A widely-reported verbal promise by Elon isn't worth the paper it's written on. But good PR can turn into bad PR pretty quickly...
A good example is the claim that EVs require such less maintenance that the annual "service" is optional and you don't need to be bothered with it. If a someone followed that advice and still brought the car in every 2 years for the fluid flushes, which amounts to the only service items of real consequence, they could find themselves screwed out of the $4,000 Extended Warranty ESA that they paid for. Worst yet, they will find that out when they take the car in out of warranty for possibly a major repair bill.
These warranty policies are all the more horrible when you consider the fact that until recently Tesla refused to disclose the service history of the car. Cyclone has been asking for the service history of the car he owns for over a year and it seems they have yet to provide that to him. As much as I like Tesla I feel they sometimes operate in a complete vacuum on realizing how unreasonable some of their policies are as they affect their customers. So even if you were about to buy a Tesla or sell a Tesla you could have a hard time just proving to someone else the car was maintained as required so as not to invalidate the ESA.

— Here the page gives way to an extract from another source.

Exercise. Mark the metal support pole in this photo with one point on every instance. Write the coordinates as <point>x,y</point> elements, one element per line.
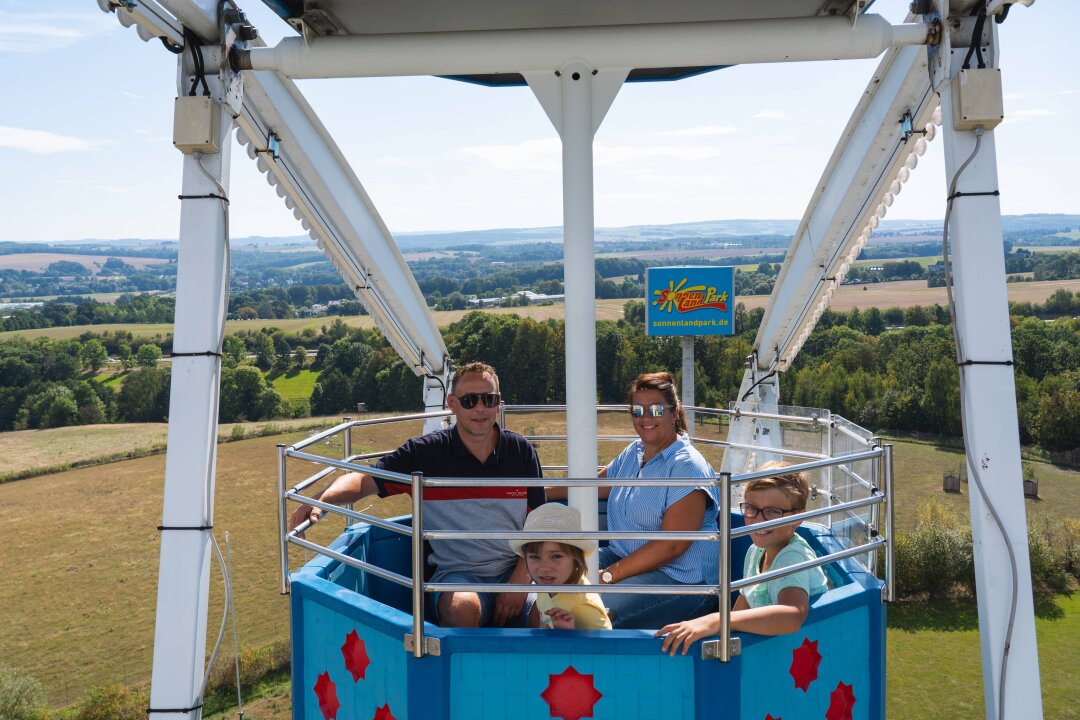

And the ESA contract calls for some "inspection" before the ESA can be transferred but nowhere does it say what they are "inspecting." With any other car manufacturer you fill out a simple form, fax it, and the warranty is transferred and you are done. Why does anything to do with the ESA have to be so convoluted?
+ Oh you bought a CPO car. No ESA for you.

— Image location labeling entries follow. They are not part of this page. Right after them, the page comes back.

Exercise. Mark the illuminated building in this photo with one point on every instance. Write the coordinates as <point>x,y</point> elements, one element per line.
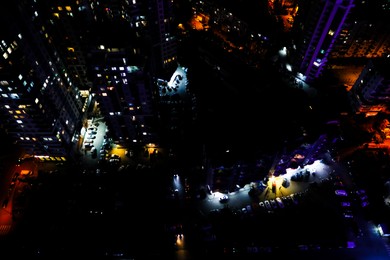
<point>319,23</point>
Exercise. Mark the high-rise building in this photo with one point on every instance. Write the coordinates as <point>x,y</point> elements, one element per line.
<point>319,24</point>
<point>40,103</point>
<point>64,59</point>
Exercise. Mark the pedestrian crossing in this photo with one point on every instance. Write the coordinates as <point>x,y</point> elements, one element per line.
<point>4,229</point>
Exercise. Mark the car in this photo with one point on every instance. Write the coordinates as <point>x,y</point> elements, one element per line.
<point>224,198</point>
<point>280,202</point>
<point>341,193</point>
<point>274,205</point>
<point>262,205</point>
<point>267,205</point>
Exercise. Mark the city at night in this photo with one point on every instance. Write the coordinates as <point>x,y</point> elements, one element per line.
<point>195,130</point>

+ Oh you missed one of the required services by 2 months. No ESA for you.
+ Your car failed the "inspection." No ESA for you.
+ You are not the original owner. No ESA for you and we are still going to keep that $4,000 that was paid for the ESA.

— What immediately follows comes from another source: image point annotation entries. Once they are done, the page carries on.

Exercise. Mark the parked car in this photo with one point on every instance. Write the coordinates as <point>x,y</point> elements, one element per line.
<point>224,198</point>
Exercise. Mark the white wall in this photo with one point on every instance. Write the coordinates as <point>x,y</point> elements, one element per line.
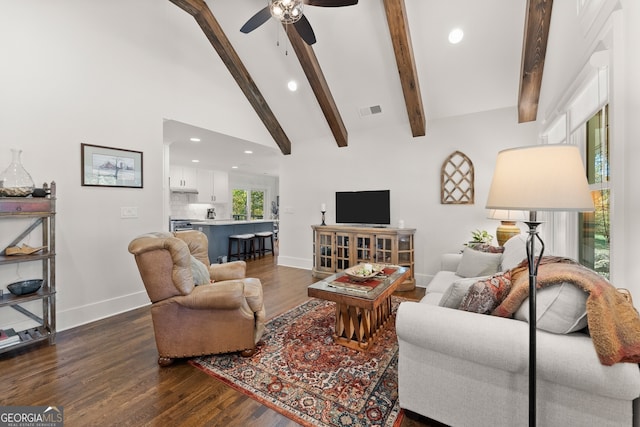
<point>410,168</point>
<point>104,73</point>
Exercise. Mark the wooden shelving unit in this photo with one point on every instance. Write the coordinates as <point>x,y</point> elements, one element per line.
<point>42,210</point>
<point>338,247</point>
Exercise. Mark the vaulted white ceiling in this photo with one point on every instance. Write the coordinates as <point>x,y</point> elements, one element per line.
<point>355,52</point>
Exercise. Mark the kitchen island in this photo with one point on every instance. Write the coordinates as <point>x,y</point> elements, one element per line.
<point>219,230</point>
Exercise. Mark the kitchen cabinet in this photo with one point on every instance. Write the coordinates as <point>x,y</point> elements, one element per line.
<point>213,186</point>
<point>41,211</point>
<point>220,186</point>
<point>205,186</point>
<point>182,178</point>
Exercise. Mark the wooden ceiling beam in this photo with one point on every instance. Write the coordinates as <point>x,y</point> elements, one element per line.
<point>218,39</point>
<point>534,50</point>
<point>405,60</point>
<point>315,76</point>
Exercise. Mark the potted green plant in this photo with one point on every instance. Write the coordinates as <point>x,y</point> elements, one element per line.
<point>479,238</point>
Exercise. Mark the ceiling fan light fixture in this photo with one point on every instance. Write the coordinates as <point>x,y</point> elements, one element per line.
<point>286,11</point>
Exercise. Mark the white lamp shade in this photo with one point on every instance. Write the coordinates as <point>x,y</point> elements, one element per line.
<point>506,215</point>
<point>540,178</point>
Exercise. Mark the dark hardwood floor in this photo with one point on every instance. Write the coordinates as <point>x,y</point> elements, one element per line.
<point>105,373</point>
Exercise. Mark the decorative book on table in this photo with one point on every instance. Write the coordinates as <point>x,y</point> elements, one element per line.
<point>364,286</point>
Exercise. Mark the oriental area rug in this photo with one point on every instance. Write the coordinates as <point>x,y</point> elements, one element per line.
<point>299,371</point>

+ Congratulations on buying a Tesla from a private party and we could not confirm in advance if the ESA would transfer but now that the car is yours, we did some checking and No ESA for you.
None of the above are fair or reasonable by any stretch of the definition but yet this is the state of the ESA as it is presently offered.
Policies should be fair, reasonable and clearly documented on paper. I'm not a believer of "Oh we just put all the draconian policies on the contract just because we think the contract looks nicer with these policies in there but oh don't worry we don't plan to implement some of the unreasonable or ambiguous policies we put in there." Just come out with a reasonable policy, put it on paper, and implement it. This can't be that hard.